As organizações são sistemas que não agem de maneira independente, estando intimamente interligadas às estruturas sociais em que se encontram e compostas pelas mais diversas relações humanas. São verdadeiras unidades sociais, que possuem um forte peso em decisões políticas, sociais, econômicas culturais, etc. Pode-se dizer que sua importância é tamanha a ponto de ser quase impossível imaginar uma sociedade futura que prospere na ausência delas. A organização que este estudo tem como análise é a OI, empresa de telecomunicações de sociedade anônima aberta que possui um modelo de companhia com fins lucrativos e oferta pública de ações, anteriormente conhecida como Telemar. Após a compra da Brasil Telecom em 2009 passou a atuar em todo o território nacional, atendendo mais de 41 milhões de clientes, com ações sendo negociadas na bolsa de valores por um preço de até R$106,90 em 2012.

Reinaldo Dias (2008) trata da importância de uma organização ser um agente de responsabilidade social, para que, ao atentar-se com questões ambientais, sociais e humanísticas, sejam atraídos indivíduos, grupos e outras organizações que tenham interesse na empresa. Ao analisar a OI, torna-se clara uma característica comum a todas as organizações, o fato de serem agentes sociais e se comunicarem com o meio externo a elas, desempenhado uma importante função social.

A empresa mantém centros culturais em todo o Brasil, como em Belo Horizonte por meio da OI FUTURO, que abriga também um museu de telecomunicações, um teatro, e uma galeria de artes.
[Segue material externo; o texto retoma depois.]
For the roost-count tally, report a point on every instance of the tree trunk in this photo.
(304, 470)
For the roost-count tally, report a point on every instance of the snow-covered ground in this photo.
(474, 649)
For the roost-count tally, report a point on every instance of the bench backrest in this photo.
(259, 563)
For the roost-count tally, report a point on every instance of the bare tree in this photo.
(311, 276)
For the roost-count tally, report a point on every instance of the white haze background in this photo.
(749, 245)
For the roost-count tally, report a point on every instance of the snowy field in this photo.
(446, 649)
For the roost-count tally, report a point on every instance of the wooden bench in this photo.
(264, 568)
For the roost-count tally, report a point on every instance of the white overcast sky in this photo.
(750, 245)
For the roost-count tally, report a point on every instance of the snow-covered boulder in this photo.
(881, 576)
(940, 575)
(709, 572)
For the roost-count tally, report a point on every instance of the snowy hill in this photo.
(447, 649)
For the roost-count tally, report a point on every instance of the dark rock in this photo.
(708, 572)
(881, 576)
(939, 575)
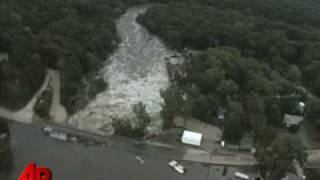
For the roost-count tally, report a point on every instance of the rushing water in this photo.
(136, 72)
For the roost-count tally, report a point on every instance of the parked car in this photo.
(47, 130)
(177, 167)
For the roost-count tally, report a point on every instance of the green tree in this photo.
(276, 158)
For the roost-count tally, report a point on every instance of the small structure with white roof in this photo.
(191, 138)
(292, 120)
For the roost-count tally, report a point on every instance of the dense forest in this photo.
(280, 56)
(251, 60)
A organização promove ainda ações de cultura, inovação social, e esporte (a exemplo do Park Skateboarding World Championship, campeonato mundial de skate que no ano de 2019 foi sediado em São Paulo), investindo também na área da educação (como o Núcleo Avançado de Educação, construído em conjunto com as Secretarias de Estado do Rio de Janeiro) e promovendo a inclusão digital em escolas por meio do programa Banda Larga nas Escolas, já tendo atendido mais de 56 mil escolas nas áreas urbana e rural.
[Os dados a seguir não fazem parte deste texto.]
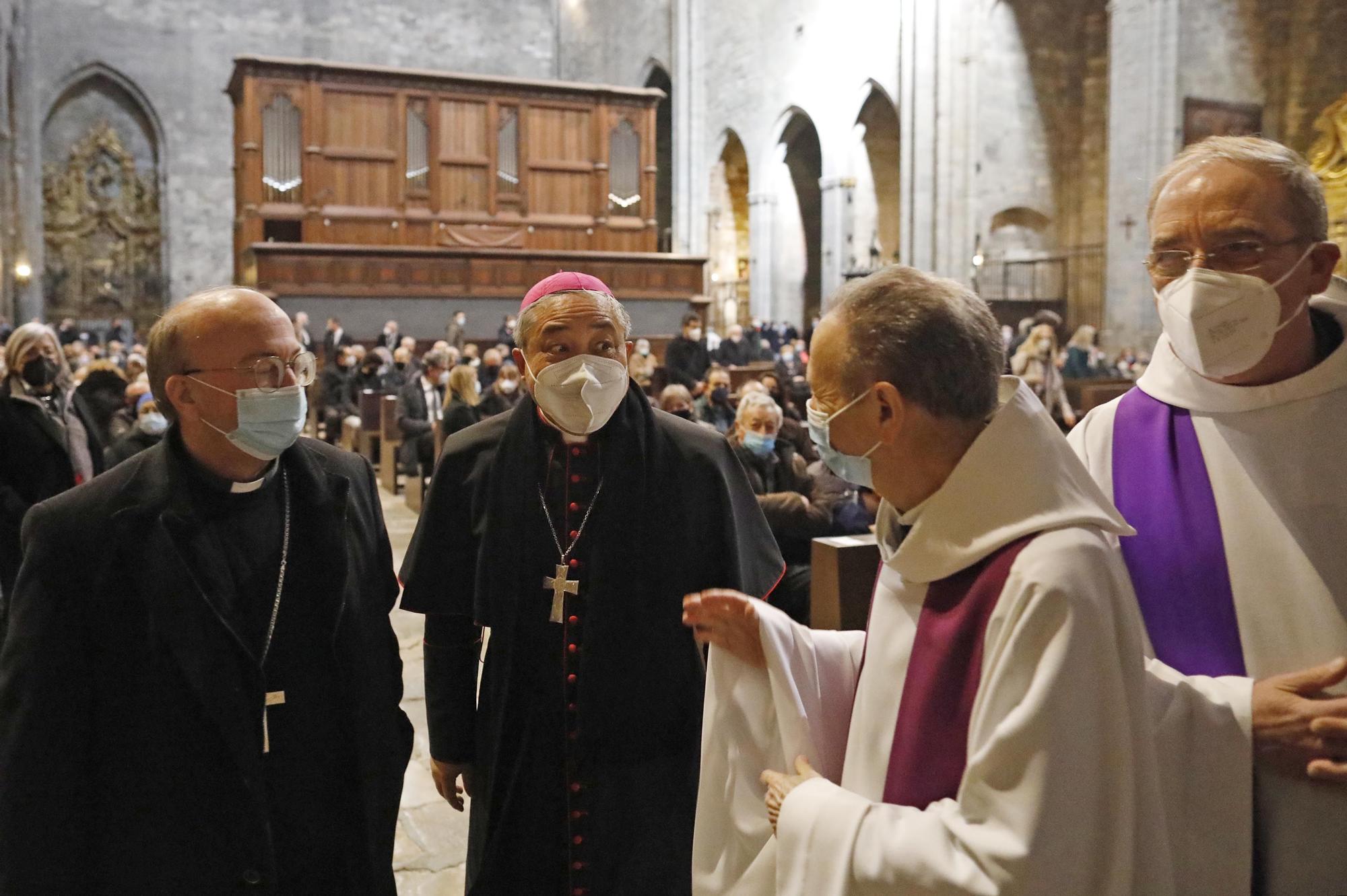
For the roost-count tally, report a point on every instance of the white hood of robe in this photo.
(1039, 485)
 Ações de responsabilidade ambiental também são tomadas, sendo uma das empresas na coleta e reciclagem de lixo eletrônico, além de ter políticas internas de gestão de resíduos, atuando para a redução do consumo de água, e tratando de questões como a sustentabilidade, emitindo relatórios para avaliar a qualidade dessas ações que estão disponíveis no site da empresa, para todo o público que queira consultar. Além do mais, a Oi emprega diretamente mais de 18 mil funcionários, demonstrando que a empresa possui de fato uma grande relevância socioeconômica. Essas ações demonstram que a sociedade empresaria em questão possui uma importante função social, exigida nos artigos 5º, XXII, 182 § 2º e 186 da Constituição Federal e no artigo 421 do Código Civil.

 

 2. Origens da crise e expectativas de crescimento.
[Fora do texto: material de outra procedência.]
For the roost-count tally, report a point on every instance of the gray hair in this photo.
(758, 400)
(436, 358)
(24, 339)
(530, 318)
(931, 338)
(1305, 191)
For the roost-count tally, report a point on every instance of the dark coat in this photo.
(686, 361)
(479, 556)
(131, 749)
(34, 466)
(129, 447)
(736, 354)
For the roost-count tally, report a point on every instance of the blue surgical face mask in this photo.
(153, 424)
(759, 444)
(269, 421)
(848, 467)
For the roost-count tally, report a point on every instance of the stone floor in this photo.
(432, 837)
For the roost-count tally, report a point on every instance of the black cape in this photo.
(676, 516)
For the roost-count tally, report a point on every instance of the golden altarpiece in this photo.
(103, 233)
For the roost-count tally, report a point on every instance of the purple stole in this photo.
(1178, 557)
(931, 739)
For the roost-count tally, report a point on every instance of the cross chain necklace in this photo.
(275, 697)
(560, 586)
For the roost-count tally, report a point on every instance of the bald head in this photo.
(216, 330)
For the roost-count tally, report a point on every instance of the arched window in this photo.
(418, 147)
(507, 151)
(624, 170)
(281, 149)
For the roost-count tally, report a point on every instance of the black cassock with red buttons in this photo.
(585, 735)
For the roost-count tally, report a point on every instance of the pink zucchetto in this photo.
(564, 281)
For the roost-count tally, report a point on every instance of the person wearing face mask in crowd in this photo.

Mesmo se tratando de uma empresa consolidada no mercado e prestando um relevante papel na sociedade, além da geração de valor econômico agregado, a empresa somou grandes prejuízos ao longo da última década, mas as razões desse descalabro são antigas. Em 1998, após a privatização da Telebrás, por meio de empréstimos realizados pelo governo para a Andrade Gutierrez e La Fonte, surgiram 12 empresas concentradas nas holdings Tele Norte Leste e Telemar, focadas respectivamente na telefonia móvel e fixa, que se uniram após a aquisição da primeira pela segunda pelo valor de um real. As dívidas dessas empresas já somavam um valor de 4.8 bilhões e após a compra da Brasil Telecom, por meio de 12 bilhões em empréstimos pelo governo, surgia em 2008 a empresa que passaria a atuar como Oi, já com uma dívida bilionária.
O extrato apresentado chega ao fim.